Traumas de infância

Uma vez ou outra a gente revive uns traumas de infância pra colocá-los novamente em perspectiva.

Ontem foi assim.

Quem me conhece sabe que os meus cabelos são naturalmente crespos. Não são cacheados, nem encaracolados ou outra palavra bonitinha que se possa usar. São crespos mesmo, pixaim, cabelo difícil.

Tudo bem, pois depois de anos de cabeleireiros e experiências esdrúxulas eu me acertei com eles e eles comigo. Mas não foi sempre assim.

Para um bom conhecedor de cabelos crespos, lavou, acabou. Não dá pra colocar a mão, escovar, mexer, brincar com ele, sem ficar parecendo um dos Jackson 5, ou Caetano Veloso versão Tropicália.

Mais ou menos pela pior fase de crise de identidade entre eu e os malfadados cachos, a Barbie era o sonho de qualquer menina.

Ainda não havia a versão Chinesa/Paraguaia, e toda menina queria uma Barbie para arrumar, vestir, pentear os cabelos que iam até a cintura e fingir que ela era a mulher que queríamos ser quando crescer, mas elas ainda eram extremamente caras.

Assim, só viria como presente de aniversário ou Natal.

Para a minha felicidade total e completa, meu aniversário cai exatos sete dias antes do Natal, o que fazia as duas possibilidades virarem uma só.

De qualquer maneira, eis que minha tia se voluntariou a me dar a boneca que eu já queria ter fazia tempo.

Entendam que eu não era muito de bonecas. Preferia brincar de escritório, jogar algum jogo, ler qualquer coisa, mas a Barbie com seus longos cabelos loiros era a minha desforra, minha válvula de escape da realidade crespa em que eu vivia.

Eu deveria saber que quando a esmola é demais, o santo deve, sempre, desconfiar.

E onde fomos buscar minha boneca? No Hospital de Brinquedos, onde podiam ser achadas partes perdidas de diversos brinquedos para fazê-los ficar novinhos em folha.

Pois minha tia descobriu que podia comprar duas pernas, dois braços, um tronco e uma cabeça por metade do preço de uma boneca de caixa!

Foi assim que minha boneca veio ao mundo, numa cirurgia com toques de Frankenstein, fazendo-se assim, a nova criatura.

E qual não foi o meu choque, pânico, espasmo, síncope, quando a ÚNICA cabeça disponível era uma black power loira, com aquele sorriso plástico reluzente e aquele batom rosinha olhando pra mim.

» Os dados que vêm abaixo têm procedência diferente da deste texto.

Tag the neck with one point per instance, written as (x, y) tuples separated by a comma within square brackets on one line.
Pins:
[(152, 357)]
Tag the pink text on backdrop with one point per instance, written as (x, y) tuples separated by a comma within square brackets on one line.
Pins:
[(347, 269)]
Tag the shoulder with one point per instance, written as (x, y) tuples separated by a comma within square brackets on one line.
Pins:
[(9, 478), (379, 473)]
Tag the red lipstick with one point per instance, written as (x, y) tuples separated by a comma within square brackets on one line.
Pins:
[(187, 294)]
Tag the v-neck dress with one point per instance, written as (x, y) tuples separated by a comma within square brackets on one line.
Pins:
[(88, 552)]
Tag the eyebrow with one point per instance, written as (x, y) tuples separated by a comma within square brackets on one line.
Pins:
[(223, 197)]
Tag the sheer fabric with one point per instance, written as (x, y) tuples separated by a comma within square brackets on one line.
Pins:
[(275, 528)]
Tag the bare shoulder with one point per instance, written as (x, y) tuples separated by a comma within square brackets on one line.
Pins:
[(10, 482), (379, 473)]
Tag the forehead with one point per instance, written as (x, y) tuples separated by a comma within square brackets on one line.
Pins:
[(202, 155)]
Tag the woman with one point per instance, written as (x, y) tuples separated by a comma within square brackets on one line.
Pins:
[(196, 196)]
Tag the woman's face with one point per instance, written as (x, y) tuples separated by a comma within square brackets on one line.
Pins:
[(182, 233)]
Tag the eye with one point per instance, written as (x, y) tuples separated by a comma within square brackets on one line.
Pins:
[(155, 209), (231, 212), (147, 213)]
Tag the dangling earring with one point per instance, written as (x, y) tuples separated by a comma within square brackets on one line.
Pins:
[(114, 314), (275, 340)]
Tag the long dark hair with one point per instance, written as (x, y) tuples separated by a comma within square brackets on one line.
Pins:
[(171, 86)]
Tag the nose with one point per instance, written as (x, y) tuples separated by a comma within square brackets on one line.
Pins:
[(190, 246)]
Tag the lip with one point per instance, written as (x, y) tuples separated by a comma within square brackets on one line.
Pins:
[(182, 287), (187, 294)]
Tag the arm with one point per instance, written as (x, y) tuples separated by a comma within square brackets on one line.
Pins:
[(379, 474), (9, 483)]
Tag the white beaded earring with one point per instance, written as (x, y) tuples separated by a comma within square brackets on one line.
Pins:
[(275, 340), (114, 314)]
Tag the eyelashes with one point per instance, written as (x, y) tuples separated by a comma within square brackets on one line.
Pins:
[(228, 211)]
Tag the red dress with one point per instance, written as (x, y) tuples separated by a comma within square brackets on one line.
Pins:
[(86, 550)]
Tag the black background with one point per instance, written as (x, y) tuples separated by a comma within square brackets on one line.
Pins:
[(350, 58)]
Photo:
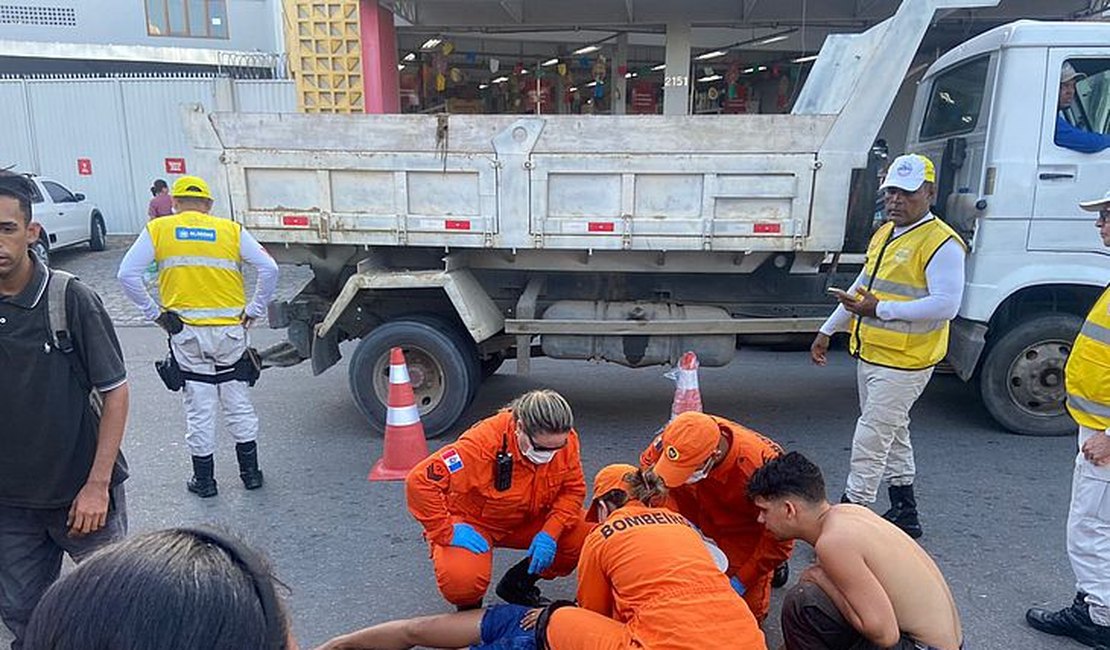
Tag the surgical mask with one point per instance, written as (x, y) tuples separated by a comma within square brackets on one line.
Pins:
[(700, 474), (535, 455)]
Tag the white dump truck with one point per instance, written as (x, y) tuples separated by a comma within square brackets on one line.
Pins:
[(467, 240)]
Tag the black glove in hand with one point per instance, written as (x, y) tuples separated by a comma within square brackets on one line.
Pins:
[(170, 322)]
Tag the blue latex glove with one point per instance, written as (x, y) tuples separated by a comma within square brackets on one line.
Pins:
[(542, 551), (737, 586), (466, 537)]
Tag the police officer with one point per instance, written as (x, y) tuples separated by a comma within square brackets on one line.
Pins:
[(205, 311), (512, 480), (897, 314), (1087, 381)]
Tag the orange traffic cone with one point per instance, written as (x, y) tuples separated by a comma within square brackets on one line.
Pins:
[(687, 394), (405, 445)]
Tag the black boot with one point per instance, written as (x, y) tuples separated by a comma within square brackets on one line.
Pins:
[(202, 484), (902, 510), (248, 454), (1072, 621), (518, 587)]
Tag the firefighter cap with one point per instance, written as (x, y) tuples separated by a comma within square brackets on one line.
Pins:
[(191, 186), (685, 445), (611, 477)]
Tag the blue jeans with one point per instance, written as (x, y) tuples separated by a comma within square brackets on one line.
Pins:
[(31, 546), (501, 629)]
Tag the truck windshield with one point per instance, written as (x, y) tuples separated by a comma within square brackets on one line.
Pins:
[(956, 100), (1091, 109)]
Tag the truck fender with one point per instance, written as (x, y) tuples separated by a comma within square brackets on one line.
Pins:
[(473, 305)]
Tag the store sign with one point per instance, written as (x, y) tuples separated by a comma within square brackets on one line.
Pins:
[(175, 165)]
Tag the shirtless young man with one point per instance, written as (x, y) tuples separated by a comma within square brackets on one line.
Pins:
[(871, 586)]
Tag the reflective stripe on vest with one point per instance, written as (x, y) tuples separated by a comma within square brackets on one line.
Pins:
[(1087, 375), (199, 267), (895, 271)]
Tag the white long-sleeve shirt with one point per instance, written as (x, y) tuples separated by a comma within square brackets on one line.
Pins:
[(139, 257), (944, 277)]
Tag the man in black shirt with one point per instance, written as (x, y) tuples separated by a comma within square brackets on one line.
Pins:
[(61, 470)]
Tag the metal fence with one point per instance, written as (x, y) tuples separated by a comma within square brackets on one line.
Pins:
[(109, 138)]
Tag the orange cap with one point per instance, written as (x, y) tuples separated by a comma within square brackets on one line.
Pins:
[(611, 477), (686, 445)]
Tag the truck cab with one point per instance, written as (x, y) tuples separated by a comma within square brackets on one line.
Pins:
[(986, 112)]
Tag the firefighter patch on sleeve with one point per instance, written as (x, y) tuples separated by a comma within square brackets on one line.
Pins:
[(452, 459)]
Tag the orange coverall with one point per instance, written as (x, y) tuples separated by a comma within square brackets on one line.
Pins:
[(719, 506), (455, 485), (646, 580)]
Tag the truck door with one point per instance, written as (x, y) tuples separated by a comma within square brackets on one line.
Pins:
[(1066, 176), (954, 134)]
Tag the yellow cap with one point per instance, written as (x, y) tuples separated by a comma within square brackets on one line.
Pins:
[(191, 186)]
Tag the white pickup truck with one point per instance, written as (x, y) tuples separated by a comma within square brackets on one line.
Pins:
[(471, 240)]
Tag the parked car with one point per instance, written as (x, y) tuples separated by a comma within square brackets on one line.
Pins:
[(67, 219)]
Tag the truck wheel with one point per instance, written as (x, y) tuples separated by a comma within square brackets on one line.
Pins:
[(98, 235), (440, 372), (1021, 383)]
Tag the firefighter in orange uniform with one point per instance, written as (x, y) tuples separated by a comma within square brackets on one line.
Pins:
[(646, 579), (706, 461), (512, 480)]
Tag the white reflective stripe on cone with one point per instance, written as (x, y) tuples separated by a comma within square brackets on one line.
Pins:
[(399, 374), (400, 416)]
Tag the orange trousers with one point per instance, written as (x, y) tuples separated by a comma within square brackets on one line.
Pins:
[(573, 628), (463, 577)]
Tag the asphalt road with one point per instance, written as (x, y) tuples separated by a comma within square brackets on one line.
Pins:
[(994, 505)]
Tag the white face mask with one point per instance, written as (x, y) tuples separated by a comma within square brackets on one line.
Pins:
[(533, 454), (700, 474)]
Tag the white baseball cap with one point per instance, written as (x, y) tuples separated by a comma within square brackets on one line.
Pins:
[(908, 172), (1096, 204), (1068, 72)]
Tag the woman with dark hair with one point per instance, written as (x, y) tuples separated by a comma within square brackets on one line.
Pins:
[(178, 589), (162, 203)]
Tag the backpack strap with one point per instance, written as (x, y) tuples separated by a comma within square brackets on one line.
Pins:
[(57, 285)]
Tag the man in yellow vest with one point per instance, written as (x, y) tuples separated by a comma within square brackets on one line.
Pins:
[(1087, 379), (897, 315), (204, 310)]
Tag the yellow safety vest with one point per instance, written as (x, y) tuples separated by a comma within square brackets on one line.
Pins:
[(895, 271), (199, 267), (1087, 375)]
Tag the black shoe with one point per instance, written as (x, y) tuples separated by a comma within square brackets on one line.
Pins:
[(202, 484), (248, 456), (902, 510), (518, 587), (781, 576), (1071, 621)]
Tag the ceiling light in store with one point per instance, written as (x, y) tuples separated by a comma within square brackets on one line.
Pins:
[(713, 54), (770, 40)]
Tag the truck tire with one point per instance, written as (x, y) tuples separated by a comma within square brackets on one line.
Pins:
[(440, 371), (1021, 383)]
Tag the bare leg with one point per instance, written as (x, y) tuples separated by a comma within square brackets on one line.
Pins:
[(446, 630)]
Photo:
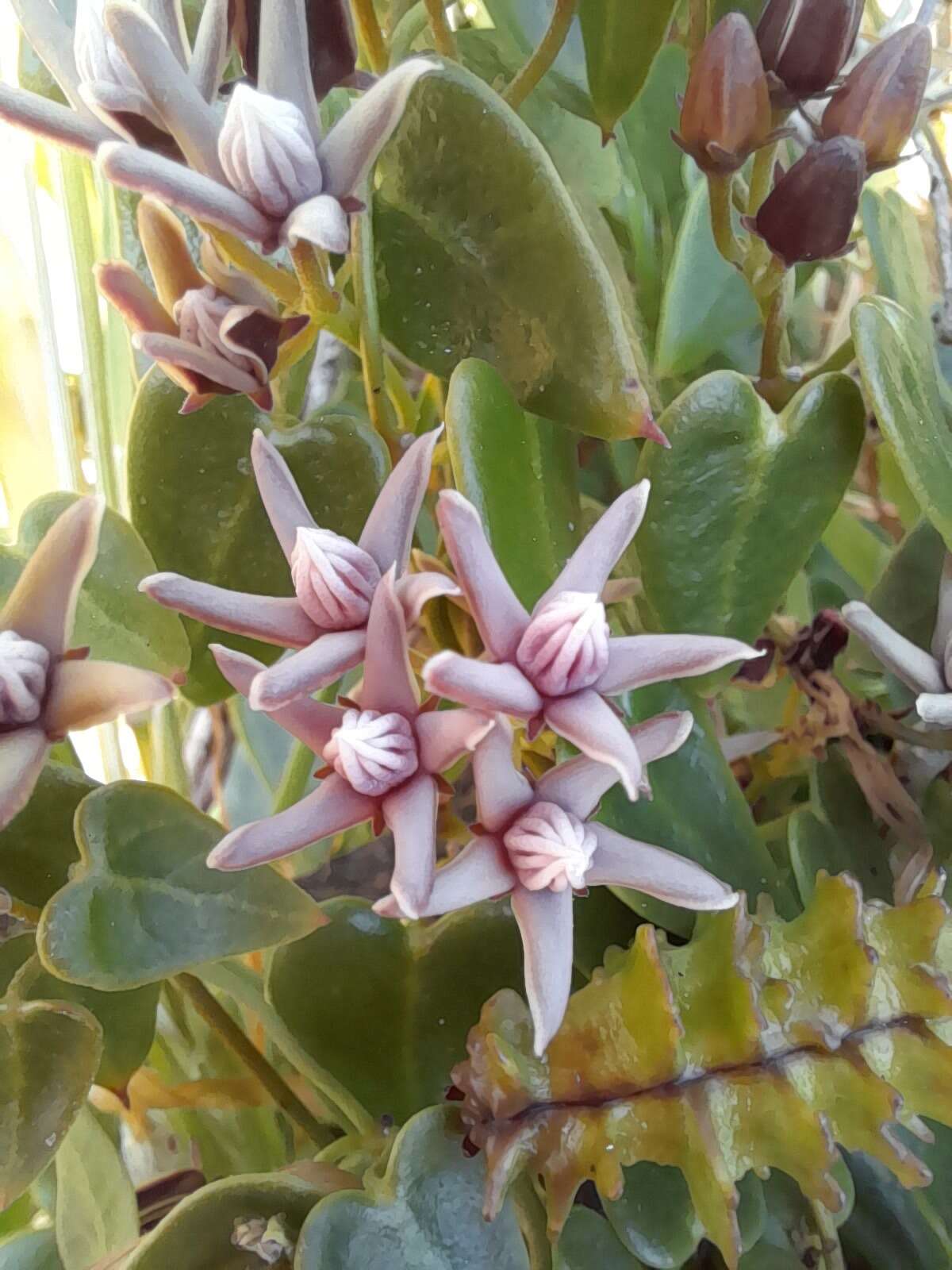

Fui para casa com uma Barbie nua em pêlo e um cabelo black power, achando, desde cedo, que o mundo era realmente um lugar bastante sarcástico.

A Barbie ficou lá, com seus cabelos intocados por escova ou pente que fosse. Graças a ela e a uma catapora, aprendi a tricotar aos dez anos para vesti-la apropriadamente.

Fiz um guarda roupa completo. Aprendi até a fazer umas costurinhas.

Acho que ela me fez um pouco fashionista e muito pouco conformada com a minha realidade.

Não tive outras depois dessa.

Hoje sei que fazem as bonecas de várias etnias, para serem, de certa maneira, politicamente corretos.

Eu tenho cá pra mim que uma menina que compra uma boneca dessas quer o que ela almeja ser, quer fantasia, e não realidade.

Por isso, se eu fosse ter outra Barbie, desta vez compraria uma japonesa, por que estas, com certeza, vêm com o tal cabelo liso!